Diener betont die Konsequenzen für die regionale Wirtschaft. Die sieht auch IHK-Hauptgeschäftsführer Gregor Berghausen, trotzVerständnis für die Entscheidung der Messe. Von einem „empfindlichen Rückschlag für den Wirtschaftsstandort“spricht er. Messen seien Umsatzbringer und Beschäftigungsmotor.

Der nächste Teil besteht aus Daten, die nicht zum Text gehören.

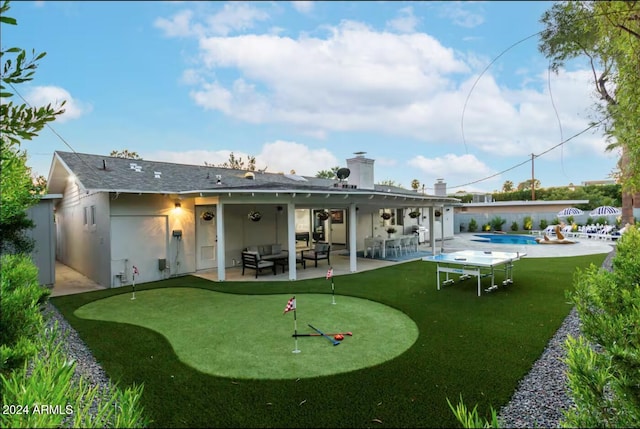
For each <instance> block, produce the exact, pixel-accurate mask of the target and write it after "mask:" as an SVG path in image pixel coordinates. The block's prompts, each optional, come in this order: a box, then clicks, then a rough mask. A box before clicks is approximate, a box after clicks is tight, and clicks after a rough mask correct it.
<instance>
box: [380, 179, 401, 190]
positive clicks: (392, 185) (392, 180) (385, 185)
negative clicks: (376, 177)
mask: <svg viewBox="0 0 640 429" xmlns="http://www.w3.org/2000/svg"><path fill="white" fill-rule="evenodd" d="M378 185H384V186H397V187H399V188H401V187H402V186H401V185H400V184H399V183H396V181H395V180H391V179H387V180H381V181H380V182H378Z"/></svg>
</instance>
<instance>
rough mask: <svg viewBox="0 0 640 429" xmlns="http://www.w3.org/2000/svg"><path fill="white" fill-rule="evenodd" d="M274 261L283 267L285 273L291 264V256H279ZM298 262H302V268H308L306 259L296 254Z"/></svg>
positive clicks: (273, 261) (301, 256) (280, 266)
mask: <svg viewBox="0 0 640 429" xmlns="http://www.w3.org/2000/svg"><path fill="white" fill-rule="evenodd" d="M273 262H274V263H275V264H276V265H277V266H280V267H282V272H283V273H284V272H285V271H286V269H287V267H288V266H289V257H288V256H287V257H283V258H278V259H274V260H273ZM296 264H302V268H303V269H306V268H307V264H306V262H305V260H304V259H302V256H300V257H298V255H296Z"/></svg>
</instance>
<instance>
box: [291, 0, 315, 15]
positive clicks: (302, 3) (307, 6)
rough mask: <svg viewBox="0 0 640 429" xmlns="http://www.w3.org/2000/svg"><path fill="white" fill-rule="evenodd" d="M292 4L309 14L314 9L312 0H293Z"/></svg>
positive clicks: (297, 10) (302, 11)
mask: <svg viewBox="0 0 640 429" xmlns="http://www.w3.org/2000/svg"><path fill="white" fill-rule="evenodd" d="M291 5H292V6H293V8H294V9H295V10H297V11H298V12H300V13H304V14H308V13H310V12H311V11H312V10H313V2H312V1H292V2H291Z"/></svg>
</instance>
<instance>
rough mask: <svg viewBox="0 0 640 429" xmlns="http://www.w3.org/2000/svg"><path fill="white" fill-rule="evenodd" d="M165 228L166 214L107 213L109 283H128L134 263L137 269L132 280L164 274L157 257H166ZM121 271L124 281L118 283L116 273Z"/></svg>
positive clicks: (166, 230) (156, 278)
mask: <svg viewBox="0 0 640 429" xmlns="http://www.w3.org/2000/svg"><path fill="white" fill-rule="evenodd" d="M168 228H169V227H168V225H167V217H166V216H112V217H111V284H112V285H113V286H116V287H117V286H121V285H129V284H131V283H132V281H133V278H132V276H133V267H134V266H135V267H136V268H137V269H138V275H136V277H135V281H136V283H145V282H150V281H156V280H160V279H162V278H164V277H163V275H164V273H163V272H162V271H160V268H159V263H158V259H165V260H166V259H167V253H168V251H167V249H168V245H169V244H168V236H167V231H168ZM167 262H168V261H167ZM121 272H123V273H124V276H125V277H124V278H125V279H126V282H125V283H124V284H121V282H120V280H119V278H118V277H116V276H117V274H118V273H121Z"/></svg>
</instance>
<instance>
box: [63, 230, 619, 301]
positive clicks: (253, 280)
mask: <svg viewBox="0 0 640 429" xmlns="http://www.w3.org/2000/svg"><path fill="white" fill-rule="evenodd" d="M474 238H475V234H474V233H461V234H456V235H455V236H454V237H453V238H452V239H450V240H445V241H444V246H443V248H442V249H441V248H440V246H441V243H440V242H439V241H438V242H437V243H436V248H437V250H438V251H440V250H442V251H444V252H445V253H448V252H454V251H457V250H474V249H478V250H494V251H505V252H514V251H516V252H523V253H526V254H527V258H555V257H567V256H578V255H591V254H598V253H609V252H611V251H612V250H613V248H614V247H615V245H616V243H615V241H614V242H611V241H604V240H587V239H585V240H576V241H577V243H576V244H575V245H571V246H540V245H529V246H525V245H522V246H521V245H513V244H487V243H481V242H477V241H474ZM418 249H419V250H420V251H423V252H429V251H430V250H431V248H430V247H429V246H428V243H423V244H420V245H419V246H418ZM297 250H298V251H299V250H300V248H298V249H297ZM416 259H420V258H419V257H417V258H416ZM405 262H406V261H405ZM399 263H403V262H392V261H383V260H379V259H371V258H362V257H360V258H358V272H364V271H369V270H375V269H377V268H381V267H386V266H390V265H396V264H399ZM330 266H331V267H333V275H334V276H341V275H345V274H351V272H350V271H349V256H348V255H347V254H346V252H345V250H344V248H338V249H336V250H334V251H332V252H331V265H330ZM330 266H329V264H327V263H326V262H322V263H319V264H318V267H317V268H316V267H314V266H313V264H307V268H306V269H302V268H301V267H300V266H299V265H297V269H298V272H297V274H298V280H306V279H312V278H322V277H326V275H327V271H328V269H329V267H330ZM194 275H195V276H198V277H202V278H205V279H209V280H212V281H217V280H218V275H217V270H215V269H212V270H205V271H199V272H196V273H194ZM288 279H289V274H288V273H287V272H286V271H285V272H284V273H282V270H281V268H280V267H278V270H277V272H276V275H273V274H271V273H268V272H265V273H263V274H260V275H259V276H258V278H257V279H256V278H255V275H252V273H251V272H245V275H244V276H243V275H242V266H237V267H232V268H228V269H227V271H226V281H229V282H238V281H243V282H251V281H261V282H264V281H287V280H288ZM125 287H128V286H125ZM100 289H104V287H102V286H100V285H99V284H97V283H95V282H93V281H91V280H89V279H88V278H86V277H85V276H83V275H82V274H80V273H78V272H77V271H75V270H73V269H72V268H70V267H68V266H66V265H63V264H61V263H59V262H57V263H56V282H55V285H54V288H53V290H52V293H51V296H61V295H69V294H74V293H82V292H89V291H92V290H100Z"/></svg>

In Zahlen geht die IHK jährlich von im Schnitt 1,3 Milliarden Euro messebeeinflusstem Umsatz aus, 30,1 Millionen Euro Steuereffekten und gut einer Million Übernachtungen. Vor allem für Hotels, Gastronomie, Handwerk und Flughafen sei die Messe unverzichtbar. Bei einem ursprünglich geplanten Super-Messejahr 2021„kann einem das die Tränen in die Augen treiben.“
Dehoga-Geschäftsführer Thomas Kolaric bestätigt die wichtige Rolle der Messe für Hotellerie und Gastronomie. Man habe zwar kaum erwartet, dass der Betrieb Anfang des Jahres wieder starten würde, dennoch sei die Absage auch „psychologisch ein tief trauriger Rückschlag“.